NEXT MUTATION PREDICTION OF SARS-COV-2 SPIKE PROTEIN SEQUENCE USING ENCODER-DECODER BASED LONG SHORT TERM MEMORY (LSTM) METHOD

Abstract
The recent world is facing a new pandemic which is caused by a virus named Coronavirus. Its fast mutation capability makes the situation worse affecting all the countries. Handling the virus is a challenging task now as there is still no permanent remedy for this. The doctors, engineers, scientists all are working together to fight against the virus. Revealing the genome sequencing and total structure of the virus paves the way for more research on this topic.

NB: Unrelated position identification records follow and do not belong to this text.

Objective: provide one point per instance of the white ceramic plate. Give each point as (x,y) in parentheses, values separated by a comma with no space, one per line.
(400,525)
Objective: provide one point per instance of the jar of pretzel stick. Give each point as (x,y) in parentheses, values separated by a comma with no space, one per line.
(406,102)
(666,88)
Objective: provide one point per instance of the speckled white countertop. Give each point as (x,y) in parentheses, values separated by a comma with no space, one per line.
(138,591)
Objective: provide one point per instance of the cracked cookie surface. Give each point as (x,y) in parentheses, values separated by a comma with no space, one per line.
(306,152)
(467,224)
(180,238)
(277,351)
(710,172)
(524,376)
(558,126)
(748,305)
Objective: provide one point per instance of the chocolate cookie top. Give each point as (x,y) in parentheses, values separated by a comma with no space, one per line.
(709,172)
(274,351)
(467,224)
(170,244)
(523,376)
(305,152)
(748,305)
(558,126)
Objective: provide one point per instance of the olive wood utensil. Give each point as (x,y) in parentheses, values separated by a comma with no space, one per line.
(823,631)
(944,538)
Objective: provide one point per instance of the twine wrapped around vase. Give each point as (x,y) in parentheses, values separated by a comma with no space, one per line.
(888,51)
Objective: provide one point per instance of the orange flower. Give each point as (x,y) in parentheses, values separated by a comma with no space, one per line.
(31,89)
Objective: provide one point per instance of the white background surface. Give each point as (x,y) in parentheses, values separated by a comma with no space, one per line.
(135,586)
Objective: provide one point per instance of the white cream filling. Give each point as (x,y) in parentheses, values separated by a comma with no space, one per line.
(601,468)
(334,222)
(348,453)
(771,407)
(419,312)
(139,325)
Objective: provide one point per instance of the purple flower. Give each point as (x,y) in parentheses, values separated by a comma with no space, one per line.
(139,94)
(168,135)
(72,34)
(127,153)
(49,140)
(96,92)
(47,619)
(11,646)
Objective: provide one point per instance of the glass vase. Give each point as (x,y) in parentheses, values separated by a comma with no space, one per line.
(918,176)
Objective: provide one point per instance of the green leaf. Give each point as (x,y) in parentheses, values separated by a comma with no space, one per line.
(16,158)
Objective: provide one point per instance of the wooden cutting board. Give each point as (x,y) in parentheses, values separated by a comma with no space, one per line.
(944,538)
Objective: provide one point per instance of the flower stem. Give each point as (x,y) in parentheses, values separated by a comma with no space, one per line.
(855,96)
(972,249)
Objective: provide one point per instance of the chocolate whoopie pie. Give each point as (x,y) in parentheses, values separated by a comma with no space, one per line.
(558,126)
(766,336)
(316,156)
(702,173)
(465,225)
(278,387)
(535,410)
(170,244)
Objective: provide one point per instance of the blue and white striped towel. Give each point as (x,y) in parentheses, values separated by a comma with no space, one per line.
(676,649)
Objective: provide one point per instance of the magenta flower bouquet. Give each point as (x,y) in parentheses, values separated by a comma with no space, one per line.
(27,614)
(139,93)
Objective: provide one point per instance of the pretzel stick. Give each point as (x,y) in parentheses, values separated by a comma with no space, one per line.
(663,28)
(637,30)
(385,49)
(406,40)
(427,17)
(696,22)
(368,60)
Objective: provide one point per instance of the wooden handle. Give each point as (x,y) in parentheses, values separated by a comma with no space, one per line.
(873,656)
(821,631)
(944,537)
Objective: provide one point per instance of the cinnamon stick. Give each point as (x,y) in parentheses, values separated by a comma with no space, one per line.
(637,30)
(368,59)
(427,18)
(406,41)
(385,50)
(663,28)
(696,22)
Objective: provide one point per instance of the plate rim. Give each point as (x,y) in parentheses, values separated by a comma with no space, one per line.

Many researchers and scientists are working relentlessly on mutation analysis. Since spike proteins are one of the most important parts of SARS-CoV-2 for affecting humans, scientists are working for vaccine and drug discovery targeting S protein. Many Machine learning, Artificial Intelligence, Deep Learning methods are used on the genome datasets to detect the mutation position and predict further insights. The goal of this work is to predict the most probable next-generation Spike Protein sequence of SARS-CoV-2. We have proposed a model that uses the Encoder-Decoder based LSTM model on date-wise ordered protein sequence data of S-protein. This has worked effectively on predicting next generation sequence of S protein. We compared our model with other deep learning models i.e. CNN-LSTM and Attention-based LSTM. We also experimented our model with large datasets as well as with small datasets, and the results of the tests are effective and efficient in both ways.